Autograd

Backpropagation

An algorithm that evaluates gradient of the loss function with respect to the neural network’s weights. Allows you to minimize loss function by iteratively tune the weights, improving accuracy of network.

Originated in 1964, it doesn’t involve neural network, but happens to be useful so people use it for training NNs.

In the context of neural networks, backprop is only meaningful when training using loss (i.e., gradient descent technically). There are many other training methods that don’t rely on loss function, and thus backprop.

How it works

Backprop works in 2 phases:

1. The forward pass: traces the operations performed on the tensors and constructs a computational DAG
2. The backward pass: traverses the DAG from the output node to the input nodes, recursively applying the chain rule to compute gradients.

This information is crucial as it allows us to see how much the inputs are affecting the outputs:

Backprop starts by seeding the output node’s gradient to 1.0, then build out the computation graph in topological order, and then applying the chain rule to compute gradients for each node. The topo sort is important because it ensures that when we compute the gradient for a node, all of its children have already been computed.

The chain rule

Wikipedia

Tensors

Biggy arrays of scalars, packed together for efficiency when training on GPUs. Not useful for demonstrating backprop, so we only support scalars in darggrad.

Neurons

The dot product reveals how much two vectors point in the same direction. If the dot product is zero, the vectors are perpendicular.

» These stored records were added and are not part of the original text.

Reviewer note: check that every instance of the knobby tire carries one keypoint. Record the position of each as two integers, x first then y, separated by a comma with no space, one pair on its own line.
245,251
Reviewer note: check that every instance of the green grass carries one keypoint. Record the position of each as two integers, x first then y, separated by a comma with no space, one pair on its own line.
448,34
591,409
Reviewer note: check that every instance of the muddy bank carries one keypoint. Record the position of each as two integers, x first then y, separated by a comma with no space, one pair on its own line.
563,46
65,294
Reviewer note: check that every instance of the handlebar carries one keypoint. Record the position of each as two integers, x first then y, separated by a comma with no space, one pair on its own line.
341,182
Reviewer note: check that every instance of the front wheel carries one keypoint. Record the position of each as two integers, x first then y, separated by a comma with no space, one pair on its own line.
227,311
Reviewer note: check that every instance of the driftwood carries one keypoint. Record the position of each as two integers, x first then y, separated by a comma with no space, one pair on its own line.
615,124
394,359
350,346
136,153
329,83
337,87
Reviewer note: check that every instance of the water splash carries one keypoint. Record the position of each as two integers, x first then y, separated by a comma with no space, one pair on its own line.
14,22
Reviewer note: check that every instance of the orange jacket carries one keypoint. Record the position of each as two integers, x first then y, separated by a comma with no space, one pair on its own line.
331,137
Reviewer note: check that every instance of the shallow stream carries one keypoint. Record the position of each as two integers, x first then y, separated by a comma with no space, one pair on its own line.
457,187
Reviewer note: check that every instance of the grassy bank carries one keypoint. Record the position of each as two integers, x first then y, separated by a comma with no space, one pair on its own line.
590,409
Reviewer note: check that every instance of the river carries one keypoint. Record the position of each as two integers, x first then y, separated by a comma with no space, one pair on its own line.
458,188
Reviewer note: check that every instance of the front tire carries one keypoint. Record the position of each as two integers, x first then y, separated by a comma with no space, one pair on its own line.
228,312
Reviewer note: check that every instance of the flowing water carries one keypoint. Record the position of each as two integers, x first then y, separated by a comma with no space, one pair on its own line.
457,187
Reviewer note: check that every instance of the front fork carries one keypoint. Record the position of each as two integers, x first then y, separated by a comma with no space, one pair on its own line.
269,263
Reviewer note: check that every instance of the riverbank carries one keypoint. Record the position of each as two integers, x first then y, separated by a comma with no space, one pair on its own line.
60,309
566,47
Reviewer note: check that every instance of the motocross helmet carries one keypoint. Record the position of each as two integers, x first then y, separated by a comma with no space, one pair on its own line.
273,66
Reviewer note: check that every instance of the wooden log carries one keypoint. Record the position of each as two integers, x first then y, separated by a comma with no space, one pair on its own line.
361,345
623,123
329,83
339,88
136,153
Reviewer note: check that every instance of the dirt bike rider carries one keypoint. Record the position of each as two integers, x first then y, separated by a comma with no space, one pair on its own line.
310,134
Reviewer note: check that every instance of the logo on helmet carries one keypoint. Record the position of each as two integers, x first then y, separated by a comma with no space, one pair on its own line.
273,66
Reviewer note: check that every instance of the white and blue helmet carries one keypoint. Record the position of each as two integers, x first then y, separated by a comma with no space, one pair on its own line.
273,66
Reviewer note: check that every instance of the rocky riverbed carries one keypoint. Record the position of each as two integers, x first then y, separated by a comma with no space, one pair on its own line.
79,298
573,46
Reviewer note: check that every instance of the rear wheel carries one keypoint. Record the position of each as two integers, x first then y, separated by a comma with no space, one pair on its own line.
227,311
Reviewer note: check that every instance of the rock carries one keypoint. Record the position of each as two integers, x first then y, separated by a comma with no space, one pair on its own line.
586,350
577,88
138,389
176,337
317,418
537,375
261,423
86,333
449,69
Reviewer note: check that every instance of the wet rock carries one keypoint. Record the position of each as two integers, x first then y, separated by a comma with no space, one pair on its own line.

Multiple dot products (converting vector x vector to a scalar value) of inputs and weights (synaptic strengths of the input path) go into the weighted sum, offset by a bias (“trigger happiness” of a neuron), and put through an activation function. The activation function is typically a squashing function that limits the output to a certain range, such as between 0 and 1 (sigmoid) or between -1 and 1 (tanh). This helps to introduce non-linearity into the model, allowing it to learn more complex patterns. The loss function measures how far the neuron’s output is from the desired output and is applied to the output during training.

In a neural network, there are many neurons like so organized in layers.

When applied to the context of backprop, we are most interested in how the loss is affected by the neuron’s weights.

Multi-layer perceptron (MLP)

A simple type of neural network where neurons are organized in layers, and each neuron in one layer is connected to every neuron in the next layer.

Basic training loop

1. Have a set of inputs
2. Initialize network weights and biases (parameters)
3. Perform a forward pass to compute the output, and subsequently the loss
4. IMPORTANT: Flush the gradients of all parameters to zero to make sure we don’t accumulate gradients from previous iterations
5. Perform a backward pass to compute gradients of the loss with respect to each parameter
6. Update each parameter value using their gradient and a set learning rate (although a scheduler is often used to adjust the learning rate over time according to the loss trajectory during training)
7. Perform steps 3-5 for many iterations until the loss is minimized

Design decision tidbits

Why wrap Value in shared and mutable smart pointer.

Choosing between Box, Arc, Rc, Cell, RefCell, Mutex.

We use Rc<RefCell<Value>> for simplicity (shared, single-threaded, mutable through interior mutability).

In PyTorch, you have to declare that a leaf node requires gradient (.requires_grad = True). PyTorch doesn’t track gradients on leaf nodes for efficiency reasons.